When I returned to the shop at 3 p.m., I was immediately accosted by a customer who marched up to the counter without the slightest of pleasantries and barked, ‘Gold markings.’ I sighed inside and explained where the jewellery section was.
Till total £307.50
Saturday, 15 February
Online orders: 6
Books found: 6
Yet another miserable day, which did not improve at 9.10 a.m., when the telephone rang: ‘It’s a bloody disgrace. I don’t know how you have the nerve to call yourself a bookseller, sending out this sort of rubbish,’ etc. He continued in this vein for several minutes. On further questioning, it transpired that he had ordered a book from a shop with a similar name (not unusual, as Tom Jones so wisely said), and he was not happy with the condition it was in. When it became clear that he’d telephoned the wrong bookshop and that the whole affair was nothing to do with us, he told me that he would be ‘taking the matter further,’ then hung up.

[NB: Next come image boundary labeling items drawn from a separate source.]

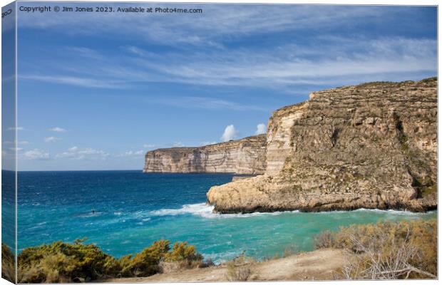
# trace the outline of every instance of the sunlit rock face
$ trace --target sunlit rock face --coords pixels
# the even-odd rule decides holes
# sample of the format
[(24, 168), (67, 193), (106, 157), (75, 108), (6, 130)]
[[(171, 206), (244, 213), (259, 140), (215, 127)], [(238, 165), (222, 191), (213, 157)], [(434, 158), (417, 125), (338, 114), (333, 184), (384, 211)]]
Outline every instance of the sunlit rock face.
[(263, 174), (265, 135), (200, 147), (173, 147), (148, 152), (145, 172)]
[(213, 187), (220, 212), (437, 207), (437, 80), (314, 92), (276, 110), (263, 175)]

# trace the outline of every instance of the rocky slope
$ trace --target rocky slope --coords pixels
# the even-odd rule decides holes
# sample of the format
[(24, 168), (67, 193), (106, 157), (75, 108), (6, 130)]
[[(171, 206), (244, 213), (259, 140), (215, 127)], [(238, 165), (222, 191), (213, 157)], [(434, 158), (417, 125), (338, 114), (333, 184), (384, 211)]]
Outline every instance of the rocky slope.
[(213, 187), (223, 213), (437, 207), (437, 80), (314, 92), (275, 111), (264, 175)]
[(200, 147), (163, 148), (148, 152), (144, 172), (219, 172), (262, 174), (265, 170), (266, 136)]

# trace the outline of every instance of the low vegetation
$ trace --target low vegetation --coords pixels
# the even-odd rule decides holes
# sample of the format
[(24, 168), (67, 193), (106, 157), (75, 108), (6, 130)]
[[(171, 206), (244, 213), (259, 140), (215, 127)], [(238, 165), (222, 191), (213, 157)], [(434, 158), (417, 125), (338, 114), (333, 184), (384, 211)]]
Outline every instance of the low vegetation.
[(247, 281), (252, 276), (252, 268), (255, 261), (243, 253), (240, 256), (227, 262), (227, 279), (229, 281)]
[[(114, 277), (148, 276), (163, 272), (163, 267), (166, 266), (179, 270), (210, 264), (204, 262), (195, 247), (187, 242), (177, 242), (170, 249), (169, 241), (159, 240), (133, 256), (115, 259), (95, 244), (84, 244), (84, 241), (76, 240), (72, 244), (55, 242), (24, 249), (17, 258), (18, 282), (83, 282)], [(10, 270), (4, 270), (9, 269), (10, 264), (11, 272), (14, 272), (14, 255), (4, 244), (2, 256), (3, 274), (10, 274)], [(11, 259), (12, 262), (5, 263)], [(2, 276), (11, 280), (9, 276)]]
[(339, 279), (437, 278), (436, 219), (386, 222), (323, 232), (315, 238), (315, 246), (348, 250)]
[(4, 244), (1, 244), (1, 278), (15, 283), (16, 270), (15, 260), (11, 249)]

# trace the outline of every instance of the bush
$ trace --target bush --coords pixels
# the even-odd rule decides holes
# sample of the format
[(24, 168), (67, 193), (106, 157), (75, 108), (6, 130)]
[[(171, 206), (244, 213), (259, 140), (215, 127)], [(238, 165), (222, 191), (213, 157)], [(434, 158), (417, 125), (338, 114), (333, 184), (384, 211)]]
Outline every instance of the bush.
[[(19, 254), (19, 270), (23, 282), (65, 282), (113, 276), (118, 264), (111, 256), (94, 244), (55, 242), (25, 249)], [(29, 272), (34, 272), (29, 274)]]
[(9, 247), (1, 243), (1, 278), (15, 283), (15, 258)]
[(227, 279), (229, 281), (247, 281), (252, 276), (253, 259), (247, 258), (243, 253), (240, 256), (227, 262)]
[[(73, 244), (55, 242), (24, 249), (18, 256), (19, 281), (66, 283), (110, 277), (148, 276), (160, 272), (161, 263), (165, 260), (185, 262), (186, 266), (202, 261), (202, 256), (195, 247), (186, 242), (175, 243), (170, 252), (169, 241), (162, 239), (133, 256), (129, 254), (116, 259), (94, 244), (84, 244), (84, 240), (76, 240)], [(14, 258), (12, 253), (6, 250), (7, 247), (2, 247), (2, 255), (6, 257), (2, 263), (11, 256)]]
[(353, 225), (320, 234), (315, 246), (351, 253), (343, 269), (346, 279), (436, 278), (436, 219)]
[(121, 270), (123, 276), (148, 276), (160, 271), (161, 261), (169, 251), (169, 241), (161, 239), (136, 254), (133, 259), (122, 258), (125, 266)]

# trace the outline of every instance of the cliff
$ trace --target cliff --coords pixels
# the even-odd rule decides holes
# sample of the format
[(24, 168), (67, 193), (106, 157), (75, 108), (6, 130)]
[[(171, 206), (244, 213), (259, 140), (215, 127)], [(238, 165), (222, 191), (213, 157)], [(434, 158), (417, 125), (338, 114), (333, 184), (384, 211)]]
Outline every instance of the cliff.
[(276, 110), (265, 173), (213, 187), (222, 213), (437, 207), (437, 80), (314, 92)]
[(263, 174), (265, 135), (200, 147), (163, 148), (148, 152), (144, 172)]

A woman wearing what appeared to be a sleeping bag with a hole cut in the top for her head and the bottom for her feet complained about the icy temperature in the shop. The shop is old, cold and rambling. It is a large, granite-fronted building on the broad main street of Wigtown. In the early nineteenth century it was the home of a man called George McHaffie. He was the town’s provost, and he rebuilt the property in the Georgian style, which it retains to this day. The entire ground floor is now devoted to books, and at the last count there were about 100,000 of them. In the past fifteen years we have replaced every shelf and done considerable work, both structural and cosmetic. Customers often refer to it as ‘an Aladdin’s cave’ or ‘a ‘labyrinth.’ I removed the internal doors in the shop to encourage customers to explore more, but this, and the fact that it is a huge, old house with inadequate heating, often lead to unflattering comments about the temperature from customers.